If you’re attracted to someone unavailable emotionally, chances are you are somehow unavailable yourself, she says.
And, if you click through to her column (you can get free access for a month), you’ll read that she also says: “People tend to obsess over partners who trigger their deepest insecurities,” which is what this man is probably subconsciously doing.
Wow - so much to think about there. It’s a bit of a tongue twister for your mind, but I think what she’s saying is it’s good to work on understanding yourself and your own reaction to something (could be anything) before working out why someone else behaves how they do.
I’ve always thought that it’s important for a potential partner to ‘get’ me, to understand and listen to me. I still do think this, but now I also know I need to ‘get’ myself first, messy bedroom and all.

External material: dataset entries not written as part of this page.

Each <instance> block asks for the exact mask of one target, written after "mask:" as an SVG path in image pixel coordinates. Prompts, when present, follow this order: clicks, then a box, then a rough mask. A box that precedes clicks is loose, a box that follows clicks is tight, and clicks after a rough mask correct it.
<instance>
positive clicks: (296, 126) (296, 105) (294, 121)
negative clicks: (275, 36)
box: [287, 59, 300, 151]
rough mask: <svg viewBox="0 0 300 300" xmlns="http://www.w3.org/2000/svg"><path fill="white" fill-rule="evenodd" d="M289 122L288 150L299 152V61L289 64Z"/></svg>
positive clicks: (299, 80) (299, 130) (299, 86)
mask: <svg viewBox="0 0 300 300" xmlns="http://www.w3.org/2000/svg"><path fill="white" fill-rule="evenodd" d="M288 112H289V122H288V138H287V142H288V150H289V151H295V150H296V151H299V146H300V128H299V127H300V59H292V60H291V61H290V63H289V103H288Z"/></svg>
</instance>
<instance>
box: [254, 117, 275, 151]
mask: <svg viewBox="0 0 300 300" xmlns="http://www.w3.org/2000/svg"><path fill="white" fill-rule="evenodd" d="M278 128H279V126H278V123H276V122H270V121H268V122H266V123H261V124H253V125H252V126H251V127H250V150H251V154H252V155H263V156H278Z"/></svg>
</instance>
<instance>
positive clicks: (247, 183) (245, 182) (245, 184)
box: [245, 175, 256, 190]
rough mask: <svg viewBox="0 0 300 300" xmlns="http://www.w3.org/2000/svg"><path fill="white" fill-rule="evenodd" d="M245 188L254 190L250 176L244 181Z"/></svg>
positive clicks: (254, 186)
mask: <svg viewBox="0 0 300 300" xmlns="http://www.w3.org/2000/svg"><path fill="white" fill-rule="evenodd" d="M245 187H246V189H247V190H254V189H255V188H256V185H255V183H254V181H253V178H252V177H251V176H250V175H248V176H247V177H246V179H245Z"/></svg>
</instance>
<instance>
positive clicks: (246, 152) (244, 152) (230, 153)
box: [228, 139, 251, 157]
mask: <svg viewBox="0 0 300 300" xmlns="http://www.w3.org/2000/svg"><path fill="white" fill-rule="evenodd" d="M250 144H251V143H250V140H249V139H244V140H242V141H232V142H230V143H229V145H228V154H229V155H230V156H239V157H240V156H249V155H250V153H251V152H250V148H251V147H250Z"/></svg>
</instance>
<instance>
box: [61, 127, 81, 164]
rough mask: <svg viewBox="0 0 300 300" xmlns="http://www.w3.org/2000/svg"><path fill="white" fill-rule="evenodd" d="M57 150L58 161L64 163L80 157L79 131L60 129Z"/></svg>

Lori also has a free podcast where she talks about everything from setting boundaries at work to dealing with a shaky marriage.
Don’t judge a book…
I’ve also mentioned mental health campaigner (and former Love Islander) Dr Alex George before, and here he is, talking about how he was approached by a tough-looking man in a nightclub, and how he made assumptions about him.
How people appear “tells you nothing about what’s going on inside,” Dr Alex says. He also has a podcast, the Stompcast, where he walks and talks with people about their mental health. Worth a listen.
Now, where are those potato waffles…
Cinnamon and apple cake? Nice. Although, up here in Lancashire and Yorkshire, it's 'Parkin' cake season: https://www.theguardian.com/food/2021/nov/03/how-to-make-parkin-recipe-felicity-cloake Hope you feel better soon.
Lucy, this is so very relatable! Made me laugh, and then wince a little. My mother used to berate me to tidy my room, which I never did. ‘I like it like this’ I would scream down the stairs. Thing is, as an adult, i don’t really ‘like it like this’, in fact it is just downright annoying. When I do blitz it, oh the improved quality of sleep, the delight I take in the tranquil surroundings!
But… will i ever stop blaming the wardrobe for being too small, literally forcing me to hang clothes on the chair? Or throw 3 month old (they’re so pretty) shopping bags away? Put books back where they belong? Etc… The answer is of course. No.
The rest of the house is extremely presentable so I shut the door on this one with no guilt whatsoever.